Elle est aussi connue pour avoir fait beaucoup de chirurgie esthétique et s’être fait ce qu’on appelle désormais une Mar-a-Lago face (teint très hâlé, pommettes rehaussées, lèvres volumineuses, peau lissée, dents refaites et traits globalement figés ; une transformation physique comme une volonté d’afficher une image de réussite, de jeunesse et de conformité aux standards esthétiques du cercle Trump).
Enfin, le meilleur pour la fin. Alors en campagne pour devenir la colistière de Donald Trump pour l’élection de novembre 2024, elle sort un livre où elle veut montrer qu’elle est à la fois dure au mal et une vraie rurale. Elle confesse donc qu’elle a tué un de ses chiots avec son arme à feu parce qu’il était trop agressif. Loin du résultat escompté, l’anecdote la fait passer pour une ennemie des animaux (pas bon dans ce pays) et plonger dans les sondages. Et surtout, ce récit la met définitivement hors course pour le ticket présidentiel.

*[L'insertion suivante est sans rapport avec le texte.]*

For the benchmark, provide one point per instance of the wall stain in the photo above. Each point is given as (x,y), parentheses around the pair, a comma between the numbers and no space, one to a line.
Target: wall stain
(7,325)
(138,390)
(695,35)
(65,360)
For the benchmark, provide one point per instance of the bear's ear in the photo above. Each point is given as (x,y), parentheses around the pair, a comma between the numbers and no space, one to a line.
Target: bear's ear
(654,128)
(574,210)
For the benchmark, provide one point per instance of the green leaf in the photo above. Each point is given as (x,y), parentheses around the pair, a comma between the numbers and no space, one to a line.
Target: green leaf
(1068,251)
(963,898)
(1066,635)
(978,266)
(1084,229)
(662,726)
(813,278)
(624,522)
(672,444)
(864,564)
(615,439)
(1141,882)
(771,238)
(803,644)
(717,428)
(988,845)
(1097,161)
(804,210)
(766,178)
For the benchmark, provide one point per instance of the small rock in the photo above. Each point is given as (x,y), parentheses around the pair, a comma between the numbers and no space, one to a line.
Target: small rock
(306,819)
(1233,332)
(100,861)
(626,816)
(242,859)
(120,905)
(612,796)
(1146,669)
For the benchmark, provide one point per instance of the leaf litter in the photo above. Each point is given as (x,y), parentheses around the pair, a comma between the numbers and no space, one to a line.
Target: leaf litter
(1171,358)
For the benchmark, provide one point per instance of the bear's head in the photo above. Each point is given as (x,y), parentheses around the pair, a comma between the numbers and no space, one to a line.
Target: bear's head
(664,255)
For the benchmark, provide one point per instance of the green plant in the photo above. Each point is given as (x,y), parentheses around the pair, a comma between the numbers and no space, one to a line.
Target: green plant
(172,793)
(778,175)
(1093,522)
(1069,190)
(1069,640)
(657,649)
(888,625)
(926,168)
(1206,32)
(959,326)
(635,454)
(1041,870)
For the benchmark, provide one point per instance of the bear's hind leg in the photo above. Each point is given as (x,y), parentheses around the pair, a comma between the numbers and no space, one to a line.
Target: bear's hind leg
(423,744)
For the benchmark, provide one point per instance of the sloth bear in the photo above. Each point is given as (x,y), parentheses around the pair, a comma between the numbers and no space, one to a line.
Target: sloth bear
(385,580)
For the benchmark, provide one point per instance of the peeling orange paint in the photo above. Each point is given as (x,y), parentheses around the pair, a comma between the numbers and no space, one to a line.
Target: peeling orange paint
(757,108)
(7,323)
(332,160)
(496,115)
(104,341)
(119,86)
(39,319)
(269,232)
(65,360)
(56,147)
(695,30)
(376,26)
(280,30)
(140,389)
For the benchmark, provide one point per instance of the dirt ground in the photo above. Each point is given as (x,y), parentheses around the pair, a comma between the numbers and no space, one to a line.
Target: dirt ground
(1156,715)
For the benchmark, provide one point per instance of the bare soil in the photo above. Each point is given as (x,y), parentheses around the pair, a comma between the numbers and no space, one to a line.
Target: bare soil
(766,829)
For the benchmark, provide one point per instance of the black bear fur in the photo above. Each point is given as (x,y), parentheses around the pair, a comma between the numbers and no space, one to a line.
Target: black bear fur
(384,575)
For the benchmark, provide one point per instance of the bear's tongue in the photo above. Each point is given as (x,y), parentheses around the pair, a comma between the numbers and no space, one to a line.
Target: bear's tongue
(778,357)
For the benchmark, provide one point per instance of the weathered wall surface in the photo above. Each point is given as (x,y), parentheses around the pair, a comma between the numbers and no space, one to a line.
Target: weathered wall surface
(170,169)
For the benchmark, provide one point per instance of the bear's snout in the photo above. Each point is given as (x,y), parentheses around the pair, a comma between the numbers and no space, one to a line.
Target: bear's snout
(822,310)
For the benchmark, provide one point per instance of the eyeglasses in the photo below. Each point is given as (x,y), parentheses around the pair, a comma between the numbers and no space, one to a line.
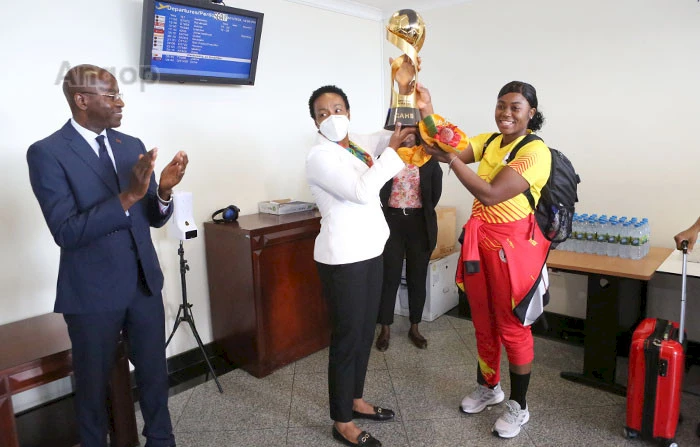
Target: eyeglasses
(113,96)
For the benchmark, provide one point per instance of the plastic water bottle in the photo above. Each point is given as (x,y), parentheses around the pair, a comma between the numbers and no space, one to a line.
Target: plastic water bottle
(580,235)
(646,239)
(625,234)
(635,241)
(602,237)
(591,235)
(613,246)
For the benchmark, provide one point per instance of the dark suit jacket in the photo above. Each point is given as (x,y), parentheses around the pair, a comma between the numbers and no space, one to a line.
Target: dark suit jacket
(430,189)
(100,244)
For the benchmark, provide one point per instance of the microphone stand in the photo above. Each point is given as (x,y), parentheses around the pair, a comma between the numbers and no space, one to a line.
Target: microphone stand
(185,310)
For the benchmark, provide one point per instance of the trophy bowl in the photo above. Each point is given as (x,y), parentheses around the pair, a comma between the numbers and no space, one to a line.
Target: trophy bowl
(406,31)
(408,25)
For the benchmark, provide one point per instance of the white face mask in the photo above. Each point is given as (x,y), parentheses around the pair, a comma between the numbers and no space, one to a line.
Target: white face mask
(335,127)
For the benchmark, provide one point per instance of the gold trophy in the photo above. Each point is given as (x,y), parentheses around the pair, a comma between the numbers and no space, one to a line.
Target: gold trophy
(406,31)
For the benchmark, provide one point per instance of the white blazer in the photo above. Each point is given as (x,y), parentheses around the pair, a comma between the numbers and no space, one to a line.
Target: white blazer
(346,191)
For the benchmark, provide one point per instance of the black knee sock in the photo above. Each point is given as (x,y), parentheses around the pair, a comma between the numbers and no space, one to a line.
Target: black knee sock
(480,378)
(518,388)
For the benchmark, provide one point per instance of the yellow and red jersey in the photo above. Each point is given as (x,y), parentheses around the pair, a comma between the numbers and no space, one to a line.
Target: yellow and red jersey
(533,161)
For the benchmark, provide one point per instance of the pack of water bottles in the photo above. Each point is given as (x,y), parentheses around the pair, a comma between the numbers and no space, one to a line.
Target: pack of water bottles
(609,236)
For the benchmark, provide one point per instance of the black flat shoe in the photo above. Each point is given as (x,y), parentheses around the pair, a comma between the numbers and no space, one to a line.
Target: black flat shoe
(365,439)
(382,343)
(380,414)
(418,340)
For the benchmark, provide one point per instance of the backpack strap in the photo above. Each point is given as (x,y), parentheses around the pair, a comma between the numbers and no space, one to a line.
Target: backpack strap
(528,139)
(486,145)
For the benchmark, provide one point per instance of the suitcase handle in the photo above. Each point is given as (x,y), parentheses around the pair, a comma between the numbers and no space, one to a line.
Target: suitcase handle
(684,277)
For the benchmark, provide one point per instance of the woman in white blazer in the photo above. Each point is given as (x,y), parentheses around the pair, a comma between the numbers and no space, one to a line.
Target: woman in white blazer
(345,174)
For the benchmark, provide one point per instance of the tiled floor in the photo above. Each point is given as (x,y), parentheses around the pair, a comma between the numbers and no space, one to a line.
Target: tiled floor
(425,387)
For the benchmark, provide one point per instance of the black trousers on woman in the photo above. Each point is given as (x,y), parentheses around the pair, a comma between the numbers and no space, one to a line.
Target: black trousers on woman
(409,239)
(352,293)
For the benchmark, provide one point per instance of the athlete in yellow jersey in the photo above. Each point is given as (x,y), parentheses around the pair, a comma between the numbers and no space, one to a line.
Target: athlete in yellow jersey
(502,265)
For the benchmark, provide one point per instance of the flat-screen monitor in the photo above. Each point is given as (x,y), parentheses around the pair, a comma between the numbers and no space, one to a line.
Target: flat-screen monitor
(199,41)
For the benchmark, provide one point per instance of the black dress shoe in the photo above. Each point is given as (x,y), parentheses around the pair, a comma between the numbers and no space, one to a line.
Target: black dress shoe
(382,342)
(418,339)
(365,439)
(380,414)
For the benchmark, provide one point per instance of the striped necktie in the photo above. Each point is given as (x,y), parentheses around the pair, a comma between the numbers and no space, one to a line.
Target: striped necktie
(107,162)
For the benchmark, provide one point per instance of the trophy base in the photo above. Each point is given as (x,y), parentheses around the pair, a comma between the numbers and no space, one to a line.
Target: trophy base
(407,116)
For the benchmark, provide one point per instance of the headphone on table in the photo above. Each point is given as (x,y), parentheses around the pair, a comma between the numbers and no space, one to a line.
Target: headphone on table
(228,214)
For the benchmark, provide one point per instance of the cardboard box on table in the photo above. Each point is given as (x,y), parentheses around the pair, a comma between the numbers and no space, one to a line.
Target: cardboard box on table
(284,206)
(447,231)
(441,290)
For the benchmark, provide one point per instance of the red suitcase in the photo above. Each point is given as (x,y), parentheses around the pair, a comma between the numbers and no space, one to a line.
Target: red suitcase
(656,369)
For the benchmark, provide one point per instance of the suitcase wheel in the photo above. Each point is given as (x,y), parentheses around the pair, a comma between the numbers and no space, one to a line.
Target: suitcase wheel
(631,434)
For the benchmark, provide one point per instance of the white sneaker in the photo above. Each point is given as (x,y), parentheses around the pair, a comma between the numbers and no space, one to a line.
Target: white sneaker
(480,398)
(508,425)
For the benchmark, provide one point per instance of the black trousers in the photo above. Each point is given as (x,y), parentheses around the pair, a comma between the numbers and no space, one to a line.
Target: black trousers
(94,341)
(352,292)
(409,239)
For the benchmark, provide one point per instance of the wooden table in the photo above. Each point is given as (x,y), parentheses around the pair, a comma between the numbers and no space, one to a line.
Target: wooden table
(36,351)
(617,291)
(267,307)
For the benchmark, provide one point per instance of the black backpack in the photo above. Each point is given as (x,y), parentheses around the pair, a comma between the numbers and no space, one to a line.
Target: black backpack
(555,210)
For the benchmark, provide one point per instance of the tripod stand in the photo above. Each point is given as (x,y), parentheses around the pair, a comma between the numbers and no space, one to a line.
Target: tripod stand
(187,315)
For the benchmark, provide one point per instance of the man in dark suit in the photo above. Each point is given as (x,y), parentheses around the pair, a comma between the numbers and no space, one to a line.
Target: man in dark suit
(99,196)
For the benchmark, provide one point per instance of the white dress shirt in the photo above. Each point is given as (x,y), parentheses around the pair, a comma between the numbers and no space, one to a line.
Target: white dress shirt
(346,190)
(91,138)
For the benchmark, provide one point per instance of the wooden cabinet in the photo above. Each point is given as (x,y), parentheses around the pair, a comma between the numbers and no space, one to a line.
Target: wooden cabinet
(267,309)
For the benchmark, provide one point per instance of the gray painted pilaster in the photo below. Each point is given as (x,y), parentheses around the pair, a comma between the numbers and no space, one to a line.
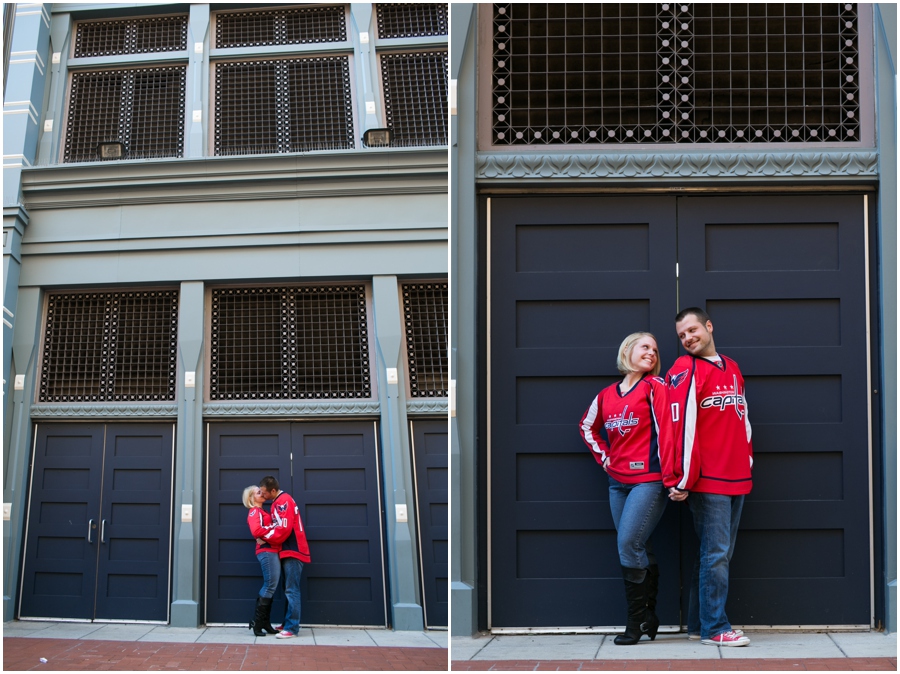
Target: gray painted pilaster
(463,254)
(28,64)
(187,572)
(198,77)
(60,28)
(886,102)
(406,604)
(15,483)
(366,68)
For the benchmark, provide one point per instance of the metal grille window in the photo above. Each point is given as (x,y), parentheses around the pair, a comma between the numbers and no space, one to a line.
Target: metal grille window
(280,27)
(102,347)
(674,73)
(415,97)
(143,108)
(289,343)
(131,36)
(289,105)
(425,314)
(404,20)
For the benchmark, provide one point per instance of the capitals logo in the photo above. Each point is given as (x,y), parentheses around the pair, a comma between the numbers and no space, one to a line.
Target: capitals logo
(725,398)
(676,379)
(622,424)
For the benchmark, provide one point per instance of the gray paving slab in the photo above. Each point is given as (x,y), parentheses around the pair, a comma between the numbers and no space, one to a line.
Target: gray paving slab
(866,644)
(60,630)
(664,647)
(783,645)
(328,636)
(466,648)
(131,632)
(542,647)
(401,639)
(174,635)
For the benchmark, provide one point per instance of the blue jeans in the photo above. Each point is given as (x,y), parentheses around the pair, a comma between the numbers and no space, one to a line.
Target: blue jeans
(292,568)
(271,567)
(636,510)
(716,519)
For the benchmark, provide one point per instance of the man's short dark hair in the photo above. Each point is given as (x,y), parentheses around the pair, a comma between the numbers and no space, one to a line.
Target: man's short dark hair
(269,483)
(701,315)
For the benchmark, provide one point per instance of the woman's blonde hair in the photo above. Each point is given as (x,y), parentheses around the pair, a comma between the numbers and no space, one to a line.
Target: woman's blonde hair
(245,499)
(623,360)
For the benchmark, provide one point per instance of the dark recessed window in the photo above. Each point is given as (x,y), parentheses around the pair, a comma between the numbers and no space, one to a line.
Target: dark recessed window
(425,315)
(415,97)
(285,105)
(674,73)
(110,347)
(131,36)
(260,28)
(141,108)
(405,20)
(289,343)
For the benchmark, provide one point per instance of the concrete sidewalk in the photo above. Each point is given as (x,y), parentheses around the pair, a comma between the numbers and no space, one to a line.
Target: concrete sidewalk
(53,646)
(315,636)
(574,651)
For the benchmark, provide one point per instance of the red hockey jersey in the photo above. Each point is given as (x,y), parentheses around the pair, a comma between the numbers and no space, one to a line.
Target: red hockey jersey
(713,450)
(624,433)
(260,524)
(288,529)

Pas étonnant pour le Daily Mail (qui rappelle au passage son surnom, « ICE Barbie », la Barbie de la police douanière, dans un très bon jeu de mots entre ICE, l’agence du contrôle aux frontières, et le tube Ice Ice Baby, le tube du chanteur Vanilla Ice), qu’elle s’intéresse à cette idée pour le moins iconoclaste. Le journal révèle qu’elle aurait même passé des semaines à travailler avec des équipes télé sur la concrétisation de cette émission et sa vente auprès de plateformes comme Netflix. Elle aurait carrément proposé de mettre à disposition des agents des Services de la citoyenneté et de l’immigration des États-Unis (USCIS) pour comptabiliser les votes du concours télévisé.
Rétropédalage
Une polémique de plus pour elle. Depuis sa prise de fonction, l’ancienne gouverneure choisit une communication agressive et parfois très caricaturale. Il lui a été reproché, entre autres, de visiter une prison du Salvador avec une Rolex à 60 000$ et un maquillage très sophistiqué ; de demander de poser avec des armes régulièrement ; ou encore d’avoir diffusé en direct sur X (ex-Twitter) une opération de l’ICE à New York alors qu’elle était encore en cours, soulevant des questions de sécurité et de légalité.
La porte-parole du DHS a toutefois nié l’implication de sa patronne dans le processus. Face au tollé, Kristi Noem a dû elle-même expliqué devant une commission au Sénat que les infos de la presse étaient fausses :
« Ils ont sans doute soumis un projet parce que des projets comme ça sont souvent présentés à notre Département. Mais ni moi ni mon équipe n’avons eu connaissance de cette émission de télé-réalité. Il n’y pas de projet lié à ça »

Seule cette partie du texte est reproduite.